Some products, such as furniture and electronics, lend themselves well to rent to own arrangements. The quality is usually high and the total number of payments required for ownership is low. The danger comes with very expensive items such as plasma televisions, jewelry or cars. The number of payments required for ownership may be excessive, and repossession may prove especially costly. Rent to own arrangements are not illegal, but consumers should be aware of all the hidden costs and conditions before signing on the dotted line.
Moldova-That is a good idea. I have to say that sellers resort to rent to own homes as a last resort because they need to sell their home but can’t.
You will know that this is the case when you see a for rent and a sale sign on the same house.

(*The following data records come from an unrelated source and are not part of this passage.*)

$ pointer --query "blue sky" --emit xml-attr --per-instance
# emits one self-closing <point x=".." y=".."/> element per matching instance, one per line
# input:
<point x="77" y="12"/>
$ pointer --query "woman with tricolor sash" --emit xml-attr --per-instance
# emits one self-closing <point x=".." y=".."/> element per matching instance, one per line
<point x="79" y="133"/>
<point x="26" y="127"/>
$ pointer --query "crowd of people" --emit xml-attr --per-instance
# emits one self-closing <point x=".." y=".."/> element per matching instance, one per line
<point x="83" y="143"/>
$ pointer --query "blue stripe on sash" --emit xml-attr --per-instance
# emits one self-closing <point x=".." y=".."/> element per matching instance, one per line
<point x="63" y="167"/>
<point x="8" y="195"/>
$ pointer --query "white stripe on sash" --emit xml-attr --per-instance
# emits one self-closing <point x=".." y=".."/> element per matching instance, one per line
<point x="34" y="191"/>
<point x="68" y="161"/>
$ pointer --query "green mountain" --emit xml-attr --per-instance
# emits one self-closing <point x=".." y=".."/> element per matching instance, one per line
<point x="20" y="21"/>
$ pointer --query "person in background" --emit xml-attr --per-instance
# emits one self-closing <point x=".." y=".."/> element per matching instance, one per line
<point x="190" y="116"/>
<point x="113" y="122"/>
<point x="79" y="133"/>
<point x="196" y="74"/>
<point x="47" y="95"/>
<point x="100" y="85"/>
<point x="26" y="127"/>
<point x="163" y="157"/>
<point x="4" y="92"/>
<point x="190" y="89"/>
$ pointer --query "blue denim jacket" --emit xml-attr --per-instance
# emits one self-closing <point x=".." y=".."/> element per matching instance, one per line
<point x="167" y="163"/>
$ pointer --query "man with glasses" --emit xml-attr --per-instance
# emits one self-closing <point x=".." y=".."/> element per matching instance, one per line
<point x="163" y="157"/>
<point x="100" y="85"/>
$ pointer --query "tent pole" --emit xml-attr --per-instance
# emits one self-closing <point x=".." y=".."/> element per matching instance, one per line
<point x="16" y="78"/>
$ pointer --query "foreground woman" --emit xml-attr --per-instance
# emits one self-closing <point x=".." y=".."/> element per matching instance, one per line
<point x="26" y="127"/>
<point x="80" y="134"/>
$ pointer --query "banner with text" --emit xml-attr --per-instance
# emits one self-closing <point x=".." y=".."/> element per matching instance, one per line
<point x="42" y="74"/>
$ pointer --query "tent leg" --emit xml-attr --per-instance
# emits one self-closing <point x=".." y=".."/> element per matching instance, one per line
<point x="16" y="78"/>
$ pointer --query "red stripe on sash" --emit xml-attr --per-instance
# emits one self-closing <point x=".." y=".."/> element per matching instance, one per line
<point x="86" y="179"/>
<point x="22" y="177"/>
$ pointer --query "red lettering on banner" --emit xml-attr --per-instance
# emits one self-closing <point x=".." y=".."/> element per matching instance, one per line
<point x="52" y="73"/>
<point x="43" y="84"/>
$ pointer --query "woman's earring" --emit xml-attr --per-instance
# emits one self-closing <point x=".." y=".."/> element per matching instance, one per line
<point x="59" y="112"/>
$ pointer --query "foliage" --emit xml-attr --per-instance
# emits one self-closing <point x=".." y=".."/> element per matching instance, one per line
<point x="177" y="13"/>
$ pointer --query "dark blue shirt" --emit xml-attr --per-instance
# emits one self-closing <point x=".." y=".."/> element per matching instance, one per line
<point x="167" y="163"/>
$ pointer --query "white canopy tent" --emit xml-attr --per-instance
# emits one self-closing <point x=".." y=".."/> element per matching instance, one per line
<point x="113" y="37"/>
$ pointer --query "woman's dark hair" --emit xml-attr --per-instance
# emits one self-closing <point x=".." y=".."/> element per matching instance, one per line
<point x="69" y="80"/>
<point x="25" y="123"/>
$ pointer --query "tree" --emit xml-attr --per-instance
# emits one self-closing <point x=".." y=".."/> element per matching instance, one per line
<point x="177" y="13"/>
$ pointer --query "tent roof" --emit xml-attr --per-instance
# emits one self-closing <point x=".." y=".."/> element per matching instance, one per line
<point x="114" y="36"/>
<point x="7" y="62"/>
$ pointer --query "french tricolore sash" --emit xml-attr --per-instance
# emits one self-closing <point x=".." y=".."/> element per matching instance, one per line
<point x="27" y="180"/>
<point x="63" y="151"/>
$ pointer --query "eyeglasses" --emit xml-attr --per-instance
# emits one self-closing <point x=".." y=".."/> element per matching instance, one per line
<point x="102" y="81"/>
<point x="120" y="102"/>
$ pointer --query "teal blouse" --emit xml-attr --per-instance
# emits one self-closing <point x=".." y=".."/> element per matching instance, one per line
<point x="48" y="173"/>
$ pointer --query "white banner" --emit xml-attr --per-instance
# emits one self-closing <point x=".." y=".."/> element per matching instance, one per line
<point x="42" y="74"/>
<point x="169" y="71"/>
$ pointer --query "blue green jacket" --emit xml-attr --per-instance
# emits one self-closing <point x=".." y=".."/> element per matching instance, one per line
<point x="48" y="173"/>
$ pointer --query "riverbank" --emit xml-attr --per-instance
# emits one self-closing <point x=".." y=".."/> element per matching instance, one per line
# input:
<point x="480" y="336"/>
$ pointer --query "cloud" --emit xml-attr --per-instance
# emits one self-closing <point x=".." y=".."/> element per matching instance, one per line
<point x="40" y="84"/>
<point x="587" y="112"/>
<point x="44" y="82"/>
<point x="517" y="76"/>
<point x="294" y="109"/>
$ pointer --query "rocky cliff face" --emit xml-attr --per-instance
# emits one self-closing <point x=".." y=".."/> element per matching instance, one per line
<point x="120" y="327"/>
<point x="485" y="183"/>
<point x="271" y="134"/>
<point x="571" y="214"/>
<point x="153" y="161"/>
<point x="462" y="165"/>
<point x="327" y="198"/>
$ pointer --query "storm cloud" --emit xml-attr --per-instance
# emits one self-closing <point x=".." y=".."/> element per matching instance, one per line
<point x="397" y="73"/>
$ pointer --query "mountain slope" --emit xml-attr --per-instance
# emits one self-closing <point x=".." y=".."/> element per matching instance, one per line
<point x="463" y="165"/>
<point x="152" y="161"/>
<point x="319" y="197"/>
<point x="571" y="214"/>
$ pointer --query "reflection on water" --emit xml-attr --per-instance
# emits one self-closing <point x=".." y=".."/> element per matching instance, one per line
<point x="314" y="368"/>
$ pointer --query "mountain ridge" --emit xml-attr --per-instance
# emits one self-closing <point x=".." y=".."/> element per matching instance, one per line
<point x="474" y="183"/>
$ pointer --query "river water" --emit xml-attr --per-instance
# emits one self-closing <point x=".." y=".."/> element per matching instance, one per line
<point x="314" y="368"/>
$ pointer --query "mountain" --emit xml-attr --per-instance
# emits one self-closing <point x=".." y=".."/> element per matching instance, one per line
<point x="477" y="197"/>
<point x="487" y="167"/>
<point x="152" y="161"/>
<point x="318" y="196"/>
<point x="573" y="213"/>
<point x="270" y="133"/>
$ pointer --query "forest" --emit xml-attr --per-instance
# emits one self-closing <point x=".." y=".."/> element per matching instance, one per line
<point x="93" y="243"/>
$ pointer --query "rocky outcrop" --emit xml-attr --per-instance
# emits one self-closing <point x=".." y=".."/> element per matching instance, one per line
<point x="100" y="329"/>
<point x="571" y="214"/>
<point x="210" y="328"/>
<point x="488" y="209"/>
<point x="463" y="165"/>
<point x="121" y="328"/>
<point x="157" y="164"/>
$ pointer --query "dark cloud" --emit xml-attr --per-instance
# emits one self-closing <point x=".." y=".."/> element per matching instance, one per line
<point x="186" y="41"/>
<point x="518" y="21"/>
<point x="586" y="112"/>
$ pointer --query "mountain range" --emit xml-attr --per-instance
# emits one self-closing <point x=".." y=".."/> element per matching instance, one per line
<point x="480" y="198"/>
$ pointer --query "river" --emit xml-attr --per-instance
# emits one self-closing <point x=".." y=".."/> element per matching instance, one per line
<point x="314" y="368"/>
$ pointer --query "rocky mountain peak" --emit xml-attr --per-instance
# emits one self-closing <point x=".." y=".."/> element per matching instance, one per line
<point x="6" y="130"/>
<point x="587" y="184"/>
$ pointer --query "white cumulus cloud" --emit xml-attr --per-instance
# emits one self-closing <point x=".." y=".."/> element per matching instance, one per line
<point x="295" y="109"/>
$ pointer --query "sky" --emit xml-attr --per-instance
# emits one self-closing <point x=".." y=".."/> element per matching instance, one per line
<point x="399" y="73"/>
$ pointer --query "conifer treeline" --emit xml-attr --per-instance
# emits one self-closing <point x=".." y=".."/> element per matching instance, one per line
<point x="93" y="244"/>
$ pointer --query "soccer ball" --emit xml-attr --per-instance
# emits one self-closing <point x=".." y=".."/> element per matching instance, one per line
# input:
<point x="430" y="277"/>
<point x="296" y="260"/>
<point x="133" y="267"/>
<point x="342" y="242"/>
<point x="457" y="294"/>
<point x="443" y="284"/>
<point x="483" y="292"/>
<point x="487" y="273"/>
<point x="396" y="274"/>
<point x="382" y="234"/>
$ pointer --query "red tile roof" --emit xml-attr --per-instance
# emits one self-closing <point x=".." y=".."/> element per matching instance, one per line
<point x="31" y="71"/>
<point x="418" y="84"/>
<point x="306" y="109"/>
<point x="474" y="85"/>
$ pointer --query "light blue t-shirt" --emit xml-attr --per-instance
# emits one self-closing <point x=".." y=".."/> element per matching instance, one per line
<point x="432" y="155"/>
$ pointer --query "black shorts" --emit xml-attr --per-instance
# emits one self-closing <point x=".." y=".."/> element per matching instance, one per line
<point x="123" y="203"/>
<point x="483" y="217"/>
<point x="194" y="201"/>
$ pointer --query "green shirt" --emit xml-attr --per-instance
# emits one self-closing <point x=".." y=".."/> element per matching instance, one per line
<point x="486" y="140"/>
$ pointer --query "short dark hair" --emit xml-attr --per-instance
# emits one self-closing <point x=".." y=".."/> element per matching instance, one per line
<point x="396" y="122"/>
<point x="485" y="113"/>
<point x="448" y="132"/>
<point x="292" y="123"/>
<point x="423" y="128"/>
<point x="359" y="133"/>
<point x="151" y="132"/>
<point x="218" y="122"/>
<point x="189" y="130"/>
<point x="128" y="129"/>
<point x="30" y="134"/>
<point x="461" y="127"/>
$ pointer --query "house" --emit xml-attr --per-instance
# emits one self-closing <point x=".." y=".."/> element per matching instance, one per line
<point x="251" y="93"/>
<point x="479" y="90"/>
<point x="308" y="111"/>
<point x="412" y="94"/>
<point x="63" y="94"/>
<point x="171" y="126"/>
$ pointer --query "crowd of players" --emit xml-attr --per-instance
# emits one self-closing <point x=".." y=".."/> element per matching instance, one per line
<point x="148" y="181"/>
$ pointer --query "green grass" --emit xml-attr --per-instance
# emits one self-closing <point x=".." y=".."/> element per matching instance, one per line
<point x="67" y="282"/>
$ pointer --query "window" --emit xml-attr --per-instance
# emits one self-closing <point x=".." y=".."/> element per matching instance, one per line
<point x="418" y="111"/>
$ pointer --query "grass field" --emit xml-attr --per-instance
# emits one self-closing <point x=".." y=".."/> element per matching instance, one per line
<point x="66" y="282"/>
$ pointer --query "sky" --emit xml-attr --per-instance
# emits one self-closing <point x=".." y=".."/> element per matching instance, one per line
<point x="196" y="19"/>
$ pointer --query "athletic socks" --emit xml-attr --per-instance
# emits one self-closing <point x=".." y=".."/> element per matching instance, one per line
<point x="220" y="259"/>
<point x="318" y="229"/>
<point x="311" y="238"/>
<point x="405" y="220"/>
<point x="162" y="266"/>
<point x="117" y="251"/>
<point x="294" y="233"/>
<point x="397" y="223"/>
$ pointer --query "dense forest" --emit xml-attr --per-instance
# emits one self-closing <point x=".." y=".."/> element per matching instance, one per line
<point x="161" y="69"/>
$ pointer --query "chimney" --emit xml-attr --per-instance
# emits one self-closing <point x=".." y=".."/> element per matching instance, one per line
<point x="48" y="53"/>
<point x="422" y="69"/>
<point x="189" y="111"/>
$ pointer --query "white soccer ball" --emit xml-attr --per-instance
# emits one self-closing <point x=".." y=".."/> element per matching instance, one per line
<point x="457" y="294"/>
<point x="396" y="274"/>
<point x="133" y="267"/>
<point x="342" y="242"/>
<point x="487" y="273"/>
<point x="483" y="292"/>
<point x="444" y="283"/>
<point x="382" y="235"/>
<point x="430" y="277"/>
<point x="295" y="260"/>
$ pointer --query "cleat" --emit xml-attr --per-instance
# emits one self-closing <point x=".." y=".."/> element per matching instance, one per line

Here clearly the seller is distressed and this is why they making their home a rent to own house.
In some cases, the seller will even finance the buyer. This happens when the buyer may not qualify for a loan because an insufficient down payment.
I think that accepting rent to own homes are risky because of the fluctuations in the real estate market.
The only way that it would work is if you loved the location and the house itself and could see yourself living there long term.
Crispety-I agree that is what happened to my mother-in-law and she has an attorney looking over it. I think that rent to own furniture in order to stage a property is a smart decision.
Often realtors will say that furnished homes free of clutter sell best. Buyers do not like to see empty properties and the rent to own furniture works great with rent to own homes.
The only area that I do not agree that it is worth it is with respect to rent to own appliances and rent to own electronics.
Here you are paying outrageous rates and it is usually the poorest people in society that get taken advantage of like this.
is far better to use a lay a way option with Sears or Kmart and buy yourself something after you have saved up.
You will feel great about making contributions for your appliance or electronics item and when you make the final payment you can take the item home with you and it is yours and you paid market value for the item and not a penny more.
Anon73694-I know that some rent to own arrangements make a lot of economic sense. For example, rent to own houses or rent to own condos offer the potential buyer the opportunity to use a rent to own lease option.
These rent to own properties often are difficult to sell and the seller offers the incentive of applying a percentage of the rent towards the initial down payments in order to entice a potential buyer.
The only drawback with the rent to own properties remains the declining value of the homes. If the market value of the home declines at the end of the lease option you could be locked in to buy at a much higher price than
what the property is worth.
This is problematic if you are obtaining a bank loan because banks will not finance over the appraised value of the home.
It is best to seek a real estate attorney to know your exact options because more often than not these price declines are occurring in most markets.
Thank you. I always wondered what was going on in those Rent a Center type places. It makes sense that you only see those stores in the not-so-good neighborhoods.